We identified 112 genetic variations (107 SNPs and five insertions/deletions) by sequencing in the approximately 300-kb genomic region around SNP-1, of which 38 SNPs and two insertions/deletions resided in the SCG3 gene. Among the 107 SNPs, Invader probes could be synthesized for 81 SNPs, and 79 SNPs were successfully genotyped. Seven SNPs had minor allele frequency less than 5% and were excluded from LD analysis, whereas 10 SNPs had minor allele frequency less than 10% and were excluded from case-control association study. LD analysis revealed that SNP-1 in the SCG3 gene was located in a 40-kb LD block (block 2, Fig. 1A), which did not contain any gene apart from SCG3. Because no association with obesity was observed for SNPs located outside this LD block (Fig. 1B), we judged SCG3 to be a candidate susceptibility gene for obesity. P values of 39 SNPs located in block 2 and the adjacent blocks 1 and 3 are indicated in Fig. 1B. Among 40 genetic polymorphisms within the SCG3 gene that we found and genotyped, 11 SNPs [SNP-2 (rs16964465), 5′ flanking −1203; SNP-5 (rs3809498), 5′ flanking −65; SNP-9 (rs16964476), intron 1 + 190; SNP-11 (ssj0011012), intron 1 + 478; SNP-12 (rs3214014), intron 1 + 605; SNP-16 (rs2305709), exon 4 + 351(I117I); SNP-17 (rs3816544), intron 4 + 127; SNP-20 (rs2305715), intron 5 + 677; SNP-26 (rs2305719), intron 6 + 2677; SNP-27 (ssj0011013), intron 8 + 25; SNP-29 (rs3765067), intron 9 + 52] were in almost complete linkage disequilibrium (Δ = 0.99–1.0) with SNP-1 and also revealed significant associations with obesity (Fig. 1B). For example, the frequency of the subjects with the C/C genotype at SNP-2 was significantly lower in the obesity group than the control group (odds ratio 9.23; 95% CI 2.77–30.80, χ² 19.2, P = 0.0000067) (Supplemental Table 1, published as supplemental data on The Endocrine Society’s Journals Online Web site at http://jcem.endojournals.org). The remaining SNPs showed no significant association with obesity. SNPs in the 5′-flanking region are counted from the transcription initiation site. For SNPs in introns, nucleotide positions are counted from the first intronic nucleotide at the exon-intron junction and for SNPs in exon regions, from the first exonic nucleotide (transcription initiation site) according to sequence accession no. AC020892.7 and NM_013243.2.

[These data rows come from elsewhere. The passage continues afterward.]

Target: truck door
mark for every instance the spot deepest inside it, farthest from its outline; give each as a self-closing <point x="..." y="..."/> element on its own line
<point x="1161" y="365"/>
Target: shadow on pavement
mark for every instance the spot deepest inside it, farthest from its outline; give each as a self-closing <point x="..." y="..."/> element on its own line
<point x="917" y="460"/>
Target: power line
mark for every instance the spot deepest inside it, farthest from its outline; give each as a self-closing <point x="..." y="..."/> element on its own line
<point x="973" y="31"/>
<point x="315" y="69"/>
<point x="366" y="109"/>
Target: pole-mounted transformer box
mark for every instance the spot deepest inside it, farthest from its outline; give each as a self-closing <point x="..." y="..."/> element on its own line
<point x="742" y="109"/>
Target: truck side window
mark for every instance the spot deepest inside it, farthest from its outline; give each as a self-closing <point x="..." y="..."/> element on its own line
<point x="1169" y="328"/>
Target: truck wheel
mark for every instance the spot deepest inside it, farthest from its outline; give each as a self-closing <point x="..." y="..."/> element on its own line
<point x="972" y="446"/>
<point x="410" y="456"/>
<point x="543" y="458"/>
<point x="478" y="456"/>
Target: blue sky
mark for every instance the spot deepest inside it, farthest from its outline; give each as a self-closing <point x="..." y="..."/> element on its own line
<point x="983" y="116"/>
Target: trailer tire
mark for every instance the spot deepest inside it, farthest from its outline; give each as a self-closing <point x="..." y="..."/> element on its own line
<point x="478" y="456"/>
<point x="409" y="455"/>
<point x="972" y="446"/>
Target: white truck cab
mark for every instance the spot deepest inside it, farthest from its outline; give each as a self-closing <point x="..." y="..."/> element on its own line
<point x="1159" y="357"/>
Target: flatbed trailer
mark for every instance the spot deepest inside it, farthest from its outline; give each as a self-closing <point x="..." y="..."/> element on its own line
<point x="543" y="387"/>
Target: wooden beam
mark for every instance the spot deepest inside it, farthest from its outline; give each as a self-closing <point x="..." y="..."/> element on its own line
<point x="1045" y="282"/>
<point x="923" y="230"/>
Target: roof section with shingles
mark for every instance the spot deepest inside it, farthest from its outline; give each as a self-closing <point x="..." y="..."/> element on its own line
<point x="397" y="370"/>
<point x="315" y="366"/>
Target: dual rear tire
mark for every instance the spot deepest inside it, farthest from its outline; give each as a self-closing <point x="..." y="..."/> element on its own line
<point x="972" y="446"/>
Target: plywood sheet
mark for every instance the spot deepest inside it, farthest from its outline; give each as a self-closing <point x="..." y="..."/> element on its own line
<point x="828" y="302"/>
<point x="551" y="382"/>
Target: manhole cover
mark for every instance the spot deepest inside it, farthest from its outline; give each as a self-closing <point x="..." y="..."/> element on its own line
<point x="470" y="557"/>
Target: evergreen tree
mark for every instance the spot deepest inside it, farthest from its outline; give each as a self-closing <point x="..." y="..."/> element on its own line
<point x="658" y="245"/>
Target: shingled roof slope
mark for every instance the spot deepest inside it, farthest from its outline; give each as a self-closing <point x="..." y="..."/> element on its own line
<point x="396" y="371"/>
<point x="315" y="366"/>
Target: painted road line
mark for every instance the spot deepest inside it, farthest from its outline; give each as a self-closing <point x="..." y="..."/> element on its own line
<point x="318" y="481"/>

Regulatory effect of SNPs on SCG3 expression

Three SNPs (SNP-1, SNP-2, SNP-5) were located in the 5′ flanking region and three SNPs (SNP-9, SNP-11, SNP-12) were located in intron 1 of SCG3 gene, regions that could putatively affect transcriptional activity. To examine whether these six SNPs would affect the transcriptional activity, we performed a luciferase assay using the neuroblastoma cell-line SH-SY5Y, which has previously been shown to express SCG3 (25). Between the major and minor alleles at each locus, only the clones containing SNP-2 or SNP-9 showed significant differences in transcriptional activity (Fig. 2A), and these differences were enhanced using the plasmids containing four concatenated copies of these DNA fragments, suggesting that SNP-2 and SNP-9 were able to affect the transcriptional activity of the SCG3 gene. SCG3 was also reported to be expressed in pancreatic β-cells (13); thus, we performed the same experiments using the hamster pancreatic β-cell line, HIT-T15 (Fig. 2A). We observed similar results, although the differences in the transcriptional activity between SNPs using HIT-T15 cells were smaller than those seen in the SH-SY5Y cells, probably due to the species difference.

Fig. 2.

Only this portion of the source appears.